For as much pleasure as the cars have brought Federspiel and Caley, they’re just as happy about having been able to lend Cotterman a hand.

“I’m glad I could help,” says Caley. “I’m glad that I could be a part of making him have a better financial situation than he would have.”
Federspiel says he was glad to be there for an old friend.

“They’re the ones that mean something,” he says. “The ones that were friends back when we were kids getting in trouble.”

In addition to Fords, this year’s Rolling into Roanoke will also pay tribute to the cars from “American Graffiti,” George Lucas’ famed 1973 film about early ‘60s car culture. Cars identical to the ones from the movie will be at the show.

To help capture the feel of the movie even further, Rick Fischer, the show’s chairman, had a large banner printed that depicts Mel’s Diner, which is the spot where characters in the film socialized.

Other special vehicles at this year’s show include drag racing cars with superchargers and nostalgic funny cars and gassers.

A new attraction at this year’s event is a chassis dyno machine that will give drivers the opportunity to test the horsepower and torque readings on their cars and trucks. Drivers can pay to pull their vehicles onto the machine, says Fischer, and the car and truck with the highest combined horsepower and torque ratings at the end of the day will receive $500 prizes.

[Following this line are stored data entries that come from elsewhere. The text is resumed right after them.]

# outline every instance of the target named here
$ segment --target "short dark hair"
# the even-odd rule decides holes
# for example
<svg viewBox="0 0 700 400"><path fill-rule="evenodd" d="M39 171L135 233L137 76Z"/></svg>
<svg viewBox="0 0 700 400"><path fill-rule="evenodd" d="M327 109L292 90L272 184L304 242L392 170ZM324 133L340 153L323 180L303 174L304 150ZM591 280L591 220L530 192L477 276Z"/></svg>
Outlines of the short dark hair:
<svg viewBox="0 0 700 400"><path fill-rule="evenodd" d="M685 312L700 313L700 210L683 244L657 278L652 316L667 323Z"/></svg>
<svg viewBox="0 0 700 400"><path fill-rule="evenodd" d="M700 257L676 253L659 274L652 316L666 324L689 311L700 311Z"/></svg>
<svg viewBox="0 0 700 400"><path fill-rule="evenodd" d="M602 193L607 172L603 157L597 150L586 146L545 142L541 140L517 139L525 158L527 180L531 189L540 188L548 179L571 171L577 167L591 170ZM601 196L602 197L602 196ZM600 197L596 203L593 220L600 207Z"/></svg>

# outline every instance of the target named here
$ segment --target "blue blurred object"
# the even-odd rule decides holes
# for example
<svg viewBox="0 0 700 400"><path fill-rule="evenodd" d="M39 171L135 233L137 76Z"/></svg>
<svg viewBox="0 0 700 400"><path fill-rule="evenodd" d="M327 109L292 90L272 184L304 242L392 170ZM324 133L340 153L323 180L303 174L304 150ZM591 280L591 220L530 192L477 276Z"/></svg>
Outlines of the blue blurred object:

“A lot of people like to hear some of these cool cars run and this is kind of like a controlled environment to hear them run,” says Fischer.

The testing will be conducted from 8:30 a.m. to 8 p.m. in Roanoke Park. The park will also play host to a truck corral, which is another new feature at this year’s show.

As has been the case with previous shows, proceeds from the event will go toward the Roanoke Beautification Foundation. The Auburn Cord Duesenberg and National Automotive and Truck museums, both in Auburn, will receive a share of profits, too.

The show will run from 10 a.m. to 4 p.m., with activities at the park running until 8 p.m.